The information contained in this analysis is based on findings from the March 2013 report listed in the related GAO products section. GAO reviewed APHISs cost study and proposed revisions, relevant statutes and regulations, and Agricultural Quarantine Inspection cost and fee revenue data. GAO analyzed APHIS and CBP Agricultural Quarantine Inspection cost data and interviewed APHIS and CBP officials. GAO assessed the reliability of the data and determined that they were sufficiently reliable for our purposes. In addition, GAO selected a nonprobability sample of ports of entry to visit: Miami, Florida; Port Huron, Michigan; San Diego, California, and its surrounding areas; and Seattle and Blaine, Washington. In selecting these ports, GAO considered factors including the presence or absence of agriculture inspections for which Agricultural Quarantine Inspection user fees were and were not charged, passenger and cargo volumes, the diverse set of inspection challenges faced by ports in varied parts of the country, different types of ports (e.g., land border, seaports, etc.), and our resource constraints. While information from these visits cannot be generalized to other ports of entry, themes GAO identified from the visits allowed GAO to understand commonalities and differences in inspection practices and fee collection processes at various ports and provide illustrative examples. GAO also visited APHISs Plant Protection and Quarantine offices in Miami, San Diego, and Seattle to understand the Agricultural Quarantine Inspection-related work conducted by APHIS in the field.

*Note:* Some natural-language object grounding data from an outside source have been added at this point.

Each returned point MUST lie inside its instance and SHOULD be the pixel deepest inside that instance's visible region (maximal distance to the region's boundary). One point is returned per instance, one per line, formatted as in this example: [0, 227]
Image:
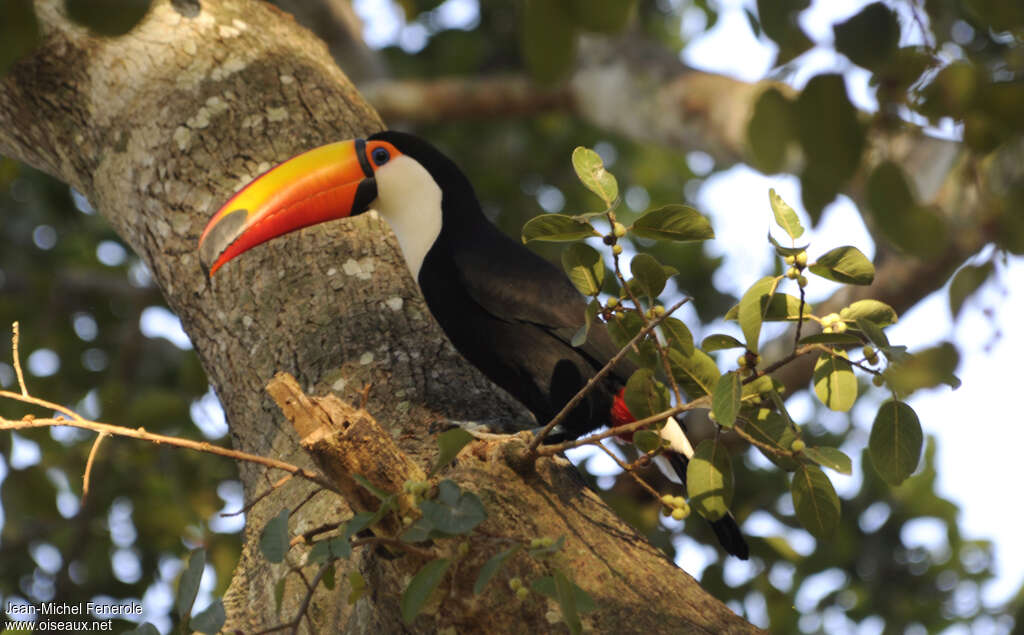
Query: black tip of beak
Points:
[220, 237]
[366, 194]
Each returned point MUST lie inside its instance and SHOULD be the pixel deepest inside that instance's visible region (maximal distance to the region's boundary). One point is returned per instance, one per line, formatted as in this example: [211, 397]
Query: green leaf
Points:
[420, 587]
[785, 251]
[695, 374]
[18, 32]
[647, 441]
[725, 398]
[751, 311]
[585, 267]
[845, 264]
[879, 312]
[773, 430]
[188, 584]
[677, 335]
[673, 222]
[835, 382]
[590, 169]
[832, 458]
[915, 228]
[357, 584]
[896, 441]
[648, 277]
[771, 131]
[455, 512]
[108, 17]
[556, 228]
[549, 39]
[966, 282]
[492, 566]
[925, 369]
[566, 602]
[580, 337]
[625, 327]
[720, 341]
[450, 443]
[830, 135]
[273, 539]
[785, 216]
[815, 501]
[607, 16]
[841, 339]
[782, 306]
[870, 38]
[645, 395]
[709, 479]
[210, 620]
[872, 332]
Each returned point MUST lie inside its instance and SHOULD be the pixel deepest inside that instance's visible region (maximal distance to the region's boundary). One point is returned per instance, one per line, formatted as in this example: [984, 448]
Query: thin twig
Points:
[76, 421]
[17, 362]
[800, 320]
[88, 464]
[281, 481]
[704, 401]
[395, 543]
[598, 377]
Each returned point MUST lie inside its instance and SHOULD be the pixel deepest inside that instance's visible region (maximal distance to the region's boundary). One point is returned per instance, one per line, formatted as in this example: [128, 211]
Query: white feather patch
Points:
[410, 200]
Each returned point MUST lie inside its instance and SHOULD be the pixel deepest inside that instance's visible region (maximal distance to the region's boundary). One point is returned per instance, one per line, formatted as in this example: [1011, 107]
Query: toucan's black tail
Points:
[726, 528]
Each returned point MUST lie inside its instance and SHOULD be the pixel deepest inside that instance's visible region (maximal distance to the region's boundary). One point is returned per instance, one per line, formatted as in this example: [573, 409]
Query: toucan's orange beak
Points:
[329, 182]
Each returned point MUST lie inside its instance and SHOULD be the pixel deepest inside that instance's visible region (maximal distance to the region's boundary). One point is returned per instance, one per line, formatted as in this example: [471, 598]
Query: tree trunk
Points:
[157, 128]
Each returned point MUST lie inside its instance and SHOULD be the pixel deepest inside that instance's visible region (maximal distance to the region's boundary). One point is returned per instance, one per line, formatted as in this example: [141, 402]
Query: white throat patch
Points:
[410, 200]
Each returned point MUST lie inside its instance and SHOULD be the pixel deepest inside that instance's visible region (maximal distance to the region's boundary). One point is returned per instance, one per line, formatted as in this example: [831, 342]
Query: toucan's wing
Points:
[514, 284]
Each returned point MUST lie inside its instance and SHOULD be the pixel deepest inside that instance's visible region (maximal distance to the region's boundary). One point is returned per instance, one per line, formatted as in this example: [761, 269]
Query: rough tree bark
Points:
[160, 126]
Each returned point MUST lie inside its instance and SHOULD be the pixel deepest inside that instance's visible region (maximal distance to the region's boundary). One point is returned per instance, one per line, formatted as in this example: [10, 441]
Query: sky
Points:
[978, 441]
[966, 421]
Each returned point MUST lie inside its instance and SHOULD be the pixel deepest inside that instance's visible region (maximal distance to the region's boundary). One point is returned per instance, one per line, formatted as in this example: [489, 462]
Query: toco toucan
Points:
[507, 310]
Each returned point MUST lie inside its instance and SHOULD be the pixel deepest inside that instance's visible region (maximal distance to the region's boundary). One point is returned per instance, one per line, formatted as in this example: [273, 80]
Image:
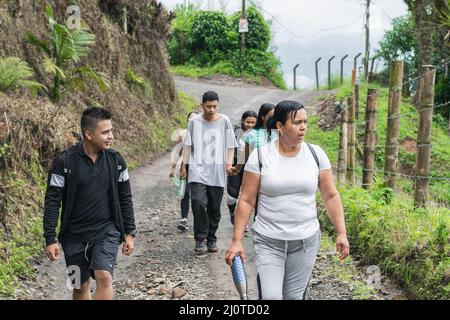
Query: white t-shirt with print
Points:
[287, 194]
[210, 142]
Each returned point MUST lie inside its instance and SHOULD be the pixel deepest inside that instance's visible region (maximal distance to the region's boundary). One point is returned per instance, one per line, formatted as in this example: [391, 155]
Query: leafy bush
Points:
[258, 36]
[409, 244]
[62, 51]
[15, 73]
[135, 80]
[209, 36]
[208, 42]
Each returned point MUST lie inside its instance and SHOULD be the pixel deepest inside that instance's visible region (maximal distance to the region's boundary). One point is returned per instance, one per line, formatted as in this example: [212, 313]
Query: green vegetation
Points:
[62, 51]
[161, 128]
[208, 42]
[22, 240]
[346, 272]
[411, 245]
[134, 80]
[402, 43]
[15, 73]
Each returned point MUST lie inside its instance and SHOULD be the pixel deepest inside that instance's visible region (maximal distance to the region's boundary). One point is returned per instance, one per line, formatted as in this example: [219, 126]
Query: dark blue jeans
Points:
[206, 202]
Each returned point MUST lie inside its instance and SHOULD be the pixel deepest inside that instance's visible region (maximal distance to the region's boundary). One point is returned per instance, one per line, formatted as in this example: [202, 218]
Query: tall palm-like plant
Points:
[63, 51]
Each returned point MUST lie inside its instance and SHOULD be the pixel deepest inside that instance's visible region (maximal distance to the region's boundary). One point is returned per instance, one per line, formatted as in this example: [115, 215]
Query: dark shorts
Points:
[82, 258]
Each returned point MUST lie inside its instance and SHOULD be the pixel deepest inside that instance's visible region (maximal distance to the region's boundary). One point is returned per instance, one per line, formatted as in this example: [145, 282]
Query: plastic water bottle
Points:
[181, 186]
[240, 277]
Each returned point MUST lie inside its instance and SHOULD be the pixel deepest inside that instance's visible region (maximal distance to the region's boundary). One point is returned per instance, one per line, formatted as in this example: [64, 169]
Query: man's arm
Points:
[55, 190]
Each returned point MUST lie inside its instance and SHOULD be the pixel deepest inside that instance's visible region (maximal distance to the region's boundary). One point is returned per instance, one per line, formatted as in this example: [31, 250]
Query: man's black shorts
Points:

In commenting on the March 2013 report, DHS concurred with GAOs recommendations and described corrective actions the agency plans to take to implement them. USDA generally agreed with the recommendations GAO made to the Secretary of Agriculture. USDA also noted that the agency has gathered data regarding a number of different Agricultural Quarantine Inspection fees as it considers initiating a notice and comment rulemaking regarding the Agricultural Quarantine Inspection fees. Given the number of factors that go into the rulemaking process, including considering stakeholder comments, GAO recognizes that any particular component or a specific amount of fees is dependent on that process. USDA and DHS also provided technical comments, which GAO incorporated as appropriate.
GAO provided a draft of this report section to USDA and DHS for review and comment. USDA provided no comments on this report section. DHS provided technical comments, which GAO incorporated as appropriate.